Ana quiso ayudar a una mujer herida que apenas podía caminar, y que tenía al pequeño hijo en los brazos. Los soldados apuntaban amenazantes. Otra mujer vino en apoyo, a sabiendas que podían ser asesinadas por no levantar los brazos.

Había muchos muertos en las calles, todos civiles. Un niño de unos diez años señaló, horrorizado, los cuerpos de dos compañeritas de estudio en medio de un gran charco de sangre. Ana sintió que se le partía el alma cuando reconoció a su vecina abrazada a sus dos hijos, los tres casi calcinados.

Nunca se había escuchado gritos más desgarradores: un tanque pasó sobre dos hombres, aunque uno de ellos estaba sentado en la calle herido. Las orugas los dejaron como papilla. Los sesos volaron a varios metros. Varias personas vomitaron o cayeron arrodilladas al presenciarlo. Esto se repitió varias veces durante el trayecto.

Se caminaba entre cadáveres. Los invasores tenían libertad para asesinar. Ejecutaban a civiles en plena calle por el tan solo hecho de haberles gritad o “Yankee go home”, ¡ Yanqui, fuera!

No se permitió que se auxiliara a los heridos, ni que los familiares tocaran a sus muertos. Los camiones de los invasores venían a buscarlos y se los llevaban. Muchos capitalinos vieron cuando los incineraban con lanzallamas en las playas. Otros cientos de cuerpos fueron lanzados a fosas comunes.

Aunque en los barrios de los ricos salieron a tomarse fotos con los invasores , portando la bandera estadounidense. Esas mujeres querían hasta besarlos. En algunos lugares del campo también se les ofreció Coca-Cola y cigarrillos.

Fue la invasión estadounidense llamada “Causa Justa”: el desembarco aéreo más grande después de la Segunda Guerra Mundial. Sobre este pequeño país de tres millones de habitantes, cayó todo el poder militar de la primera potencia mundial: 26.000 soldados que parecían sedientos de sangre.
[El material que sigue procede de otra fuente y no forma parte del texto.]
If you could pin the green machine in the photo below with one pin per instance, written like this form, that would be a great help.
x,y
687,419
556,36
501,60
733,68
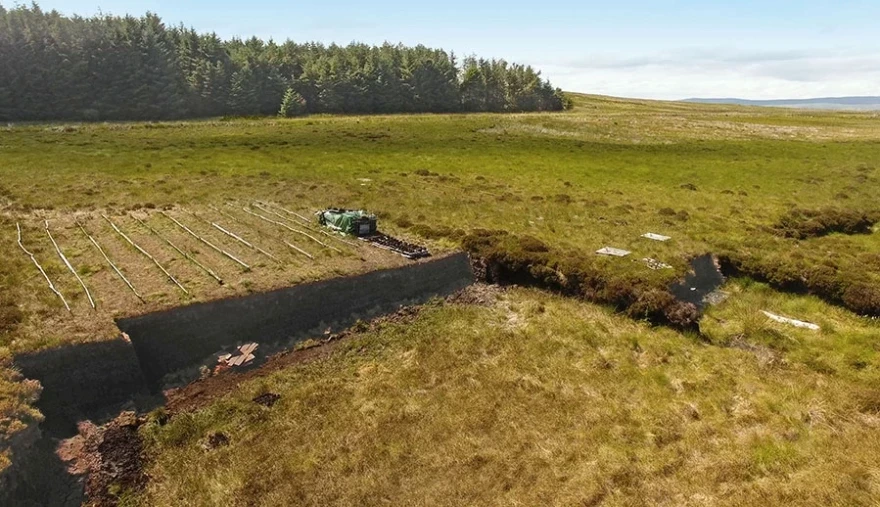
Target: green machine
x,y
355,222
La invasión se convirtió en un campo experimental de la tecnología bélica más avanzada, la que luego se utilizaría contra Irak en 1991. Por ejemplo, el rayo que acabó con el pesebre y el televisor de Ana, y que partió al nieto . El avión bombardero invisible “Stealth” tuvo ahí su bautizo.

Las Fuerzas de Defensa de Panamá no tenían ni 3000 hombres de combate. No contaba con defensa aérea. Civiles y militares dieron su vida por la soberanía y la patria, no por el general Manuel Antonio Noriega.

Porque fueron más de 4000 los asesinados bajo el pretexto de capturar al dictador por represor y narcotraficante. Militar que hasta pocos meses antes había sido uno de los preferidos de Estados Unidos en América Latina. Asalariado de la CIA, y gran amigo de George Bush padre, fue el puente entre la mafia colombiana y la CIA para el tráfico de cocaína que financió la guerra contrainsurgente en Centroamérica, en los años ochenta. Pero en un arranque de soberanía, quiso que Estados Unidos no tuviera el mínimo control sobre Panamá, empezando por el Canal. Y los pecados que nunca le habían visto al general, fueron noticia mundial

Cuando invadieron, no lo pudieron encontrar. La CIA quedó ridiculizada. Tuvieron que ofrecer dinero por su captura. El se entregó el 3 de enero de 1990.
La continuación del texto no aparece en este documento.